Менее чем через минуту все были на мостике и собрались вокруг терминала Йоханссен. Не то чтобы это имело какой-то смысл – все они знали, что на любое их сообщение раньше чем через почти час ответ не придёт. Но они всё хотели быть здесь, поскольку Йоханссен отправила команду запуска чата и набила самое простое из возможных сообщений:
[13:21] ГЕРМЕС: тест
И они ждали, изредка переговариваясь в течение пятидесяти одной минуты, прежде чем они могли хоть что-то получить, но в основном молча ждали.
Затем стали приходить ответы… или по-крайней мере попытались.
[14:16] СИСТЕМНАЯ ОШИБКА – Повреждение сигнала превышает порог восстановления – Невозможно отобразить
[14:18] СИСТЕМНАЯ ОШИБКА – Повреждение сигнала превышает порог восстановления – Невозможно отобразить
[14:19] СИСТЕМНАЯ ОШИБКА – Повреждение сигнала превышает порог восстановления – Невозможно отобразить
[14:20] УОТНИ: Фродо жив!
[14:22] СИСТЕМНАЯ ОШИБКА – Повреждение сигнала превышает порог восстановления – Невозможно отобразить
Первое сообщение об отказе вызвало стоны.
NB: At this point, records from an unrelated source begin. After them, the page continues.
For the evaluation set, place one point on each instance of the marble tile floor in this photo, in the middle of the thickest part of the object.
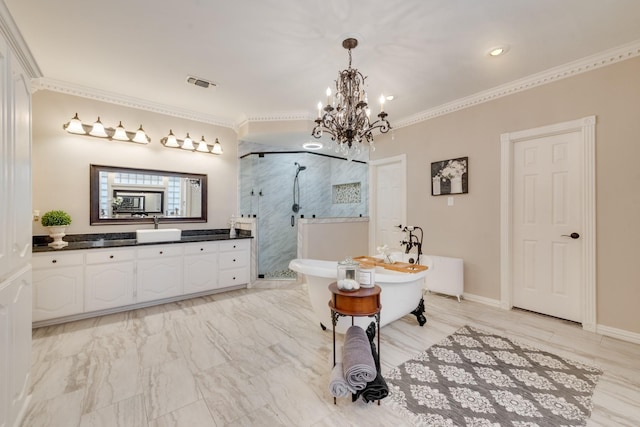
(255, 357)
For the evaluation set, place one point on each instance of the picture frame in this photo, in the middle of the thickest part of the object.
(450, 177)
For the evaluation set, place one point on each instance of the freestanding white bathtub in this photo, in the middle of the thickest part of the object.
(401, 293)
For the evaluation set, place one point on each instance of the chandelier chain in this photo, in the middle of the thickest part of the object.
(346, 115)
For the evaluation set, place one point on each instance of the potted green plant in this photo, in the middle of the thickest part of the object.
(57, 222)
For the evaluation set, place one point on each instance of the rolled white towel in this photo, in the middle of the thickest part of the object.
(338, 386)
(358, 363)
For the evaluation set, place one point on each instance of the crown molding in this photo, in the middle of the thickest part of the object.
(13, 36)
(590, 63)
(127, 101)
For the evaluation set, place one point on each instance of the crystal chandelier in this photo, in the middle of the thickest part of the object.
(346, 115)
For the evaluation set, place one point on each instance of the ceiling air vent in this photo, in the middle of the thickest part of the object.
(200, 82)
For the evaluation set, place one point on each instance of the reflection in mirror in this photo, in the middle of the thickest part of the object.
(125, 195)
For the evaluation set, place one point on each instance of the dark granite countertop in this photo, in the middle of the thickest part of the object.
(117, 240)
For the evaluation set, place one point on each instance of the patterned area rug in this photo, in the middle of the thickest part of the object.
(477, 378)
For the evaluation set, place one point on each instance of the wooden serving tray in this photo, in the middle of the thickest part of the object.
(403, 267)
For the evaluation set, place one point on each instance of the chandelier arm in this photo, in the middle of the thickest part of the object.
(345, 116)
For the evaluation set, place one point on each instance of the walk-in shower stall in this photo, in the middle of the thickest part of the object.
(280, 188)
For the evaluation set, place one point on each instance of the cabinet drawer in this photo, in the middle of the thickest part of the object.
(234, 259)
(201, 248)
(57, 260)
(234, 245)
(112, 255)
(234, 277)
(159, 251)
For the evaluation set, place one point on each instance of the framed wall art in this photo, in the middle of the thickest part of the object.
(450, 177)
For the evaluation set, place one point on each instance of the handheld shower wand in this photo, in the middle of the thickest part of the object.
(296, 189)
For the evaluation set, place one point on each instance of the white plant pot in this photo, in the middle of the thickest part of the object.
(57, 233)
(456, 185)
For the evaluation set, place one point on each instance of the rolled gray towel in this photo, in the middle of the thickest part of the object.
(357, 360)
(338, 386)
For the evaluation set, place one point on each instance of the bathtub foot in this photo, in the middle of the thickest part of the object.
(418, 313)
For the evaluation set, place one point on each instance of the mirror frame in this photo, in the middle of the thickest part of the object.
(94, 196)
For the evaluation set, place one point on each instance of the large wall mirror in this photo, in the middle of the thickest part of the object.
(126, 195)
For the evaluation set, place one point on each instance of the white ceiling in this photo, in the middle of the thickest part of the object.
(275, 58)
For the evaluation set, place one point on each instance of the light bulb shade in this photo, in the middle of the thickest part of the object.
(171, 140)
(75, 126)
(202, 146)
(347, 118)
(187, 144)
(98, 129)
(217, 148)
(120, 133)
(141, 136)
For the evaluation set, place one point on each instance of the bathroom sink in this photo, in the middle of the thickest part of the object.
(158, 235)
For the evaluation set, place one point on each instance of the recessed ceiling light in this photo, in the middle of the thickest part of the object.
(312, 145)
(498, 51)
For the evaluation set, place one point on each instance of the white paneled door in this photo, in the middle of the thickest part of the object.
(388, 202)
(547, 223)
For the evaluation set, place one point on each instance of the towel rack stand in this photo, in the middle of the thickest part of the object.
(362, 302)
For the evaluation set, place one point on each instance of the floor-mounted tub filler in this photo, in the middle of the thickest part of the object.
(401, 293)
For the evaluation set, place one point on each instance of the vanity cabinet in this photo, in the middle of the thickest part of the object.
(74, 284)
(159, 272)
(234, 262)
(58, 285)
(200, 267)
(109, 279)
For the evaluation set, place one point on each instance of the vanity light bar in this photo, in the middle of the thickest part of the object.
(119, 133)
(188, 144)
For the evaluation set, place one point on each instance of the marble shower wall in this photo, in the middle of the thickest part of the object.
(266, 190)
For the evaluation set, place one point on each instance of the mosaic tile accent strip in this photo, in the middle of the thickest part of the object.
(346, 193)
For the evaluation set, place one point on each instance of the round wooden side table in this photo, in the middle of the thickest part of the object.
(362, 302)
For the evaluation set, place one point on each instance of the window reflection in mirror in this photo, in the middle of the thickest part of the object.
(124, 195)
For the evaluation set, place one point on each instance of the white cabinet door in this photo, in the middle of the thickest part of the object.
(109, 278)
(234, 263)
(159, 273)
(108, 285)
(20, 134)
(57, 292)
(15, 165)
(15, 346)
(200, 267)
(6, 352)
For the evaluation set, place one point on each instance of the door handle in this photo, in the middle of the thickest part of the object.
(572, 235)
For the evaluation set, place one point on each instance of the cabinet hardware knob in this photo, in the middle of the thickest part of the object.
(572, 235)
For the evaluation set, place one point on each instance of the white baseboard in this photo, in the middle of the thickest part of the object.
(608, 331)
(620, 334)
(482, 300)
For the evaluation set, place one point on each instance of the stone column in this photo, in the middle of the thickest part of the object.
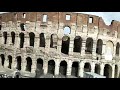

Второе, удивление – они не ожидали нескольких ответов так быстро. Но последние сообщения об невозможности декодировать сигнал были едва замечены.
– Фродо жив? – спросил Фогель. – Это имеет какое-то особое значение?
– Я читала о подобном, – ответила Льюис. – Но мне казалось, что надо быть лет на двадцать постарше, чтобы видеть это воочию.
Мартинес не мог удержаться от улыбки.
– Будем надеяться, что помехи уменьшатся довольно быстро, – сказал он. – Если это последний сигнал, который мы смогли получить от Дома, то теории заговоров расцветут куда пышнее, чем от "Кроатоан".
– Я думаю, что мы должны видеть в этом и светлую сторону, – произнес Фогель.
– И какую именно? – поинтересовался Бек.
– Только два слова смогли преодолеть помехи, – сказал Фогель. – И ни одно из них не было матерным.